To the Editor: Regarding the study by Jan Volavka, M.D., Ph.D., et al.
(1), the authors should be commended for attempting to differentiate four different antipsychotics in a single trial. However, I believe that the conclusions reached in this study cannot be supported by the data. During the last 6 weeks of the trial, the dose was increased in all four treatment groups. Only the olanzapine group had greater efficacy as a result. Why was the dose increased in the other treatment groups if there was no further improvement? In the case of risperidone, this increase resulted in a mean dose of 11.6 mg/day. It has been well established that risperidone doses above 10 mg/day are less effective than lower doses
(2). Thus, this study demonstrated that investigators are unable to optimize patient response using dose titration. An alternative design (e.g., with a fixed dose) should have been employed.
The authors made little justification for the choice of olanzapine dose. The current labeling for olanzapine states that its antipsychotic efficacy occurs between 10 and 15 mg/day and that doses above 10 mg/day are not more efficacious. Despite this, the labeling was ignored, and the authors chose a target dose of 20 mg/day. Why did the authors design a trial in which patients were targeted with olanzapine at twice the recommended dose? Furthermore, why were the patients allowed to have their doses titrated up to 40 mg/day of olanzapine—more than twice the known safety limit? Fortunately, there were no serious adverse events during the trial. Further studies are needed to demonstrate that higher doses of olanzapine may be warranted and are safe. This should have been stated in the text.
In addition to problems with efficacy, there is also the issue of potential unblinding of the trial due to lack of tolerability. The authors attempted to mask the expected extrapyramidal symptoms of haloperidol by giving their patients prophylactic benztropine. A benztropine placebo was given for the other antipsychotics, and actual benztropine was blindly used only if needed. The labeling for risperidone indicates there is a dose-related increase in extrapyramidal symptoms. This becomes significantly higher than with placebo in doses of more than 10 mg/day. In the present trial, 32% of the patients taking risperidone required benztropine, compared to 13% for both the olanzapine and clozapine patients. For a rater observing extrapyramidal symptoms, the a priori likelihood that the patient was taking risperidone was significantly higher; as a result, it is conceivable that the blinding may have been compromised and the scoring biased.

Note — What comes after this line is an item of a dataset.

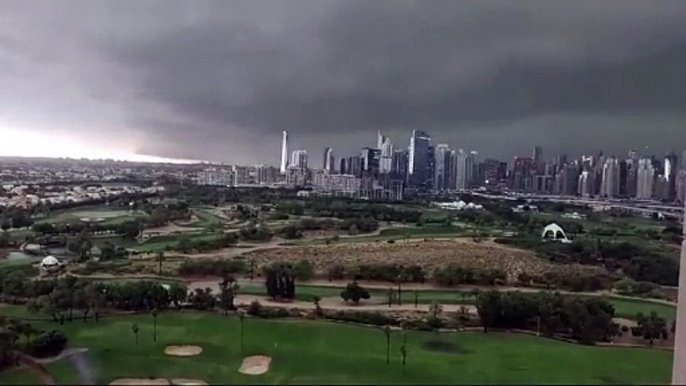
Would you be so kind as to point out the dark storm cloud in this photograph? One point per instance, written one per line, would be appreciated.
(220, 80)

In summary, by arbitrarily picking doses outside currently approved drug labeling, using a dose titration scheme that was unable to detect the maximally effective dose, and failing to adequately mask extrapyramidal symptoms, the authors designed a study that could not possibly have reached a conclusion as to which antipsychotic drug was superior to haloperidol. It is unfortunate that this trial belongs to the growing category of studies in which a flawed design yields uninterpretable results.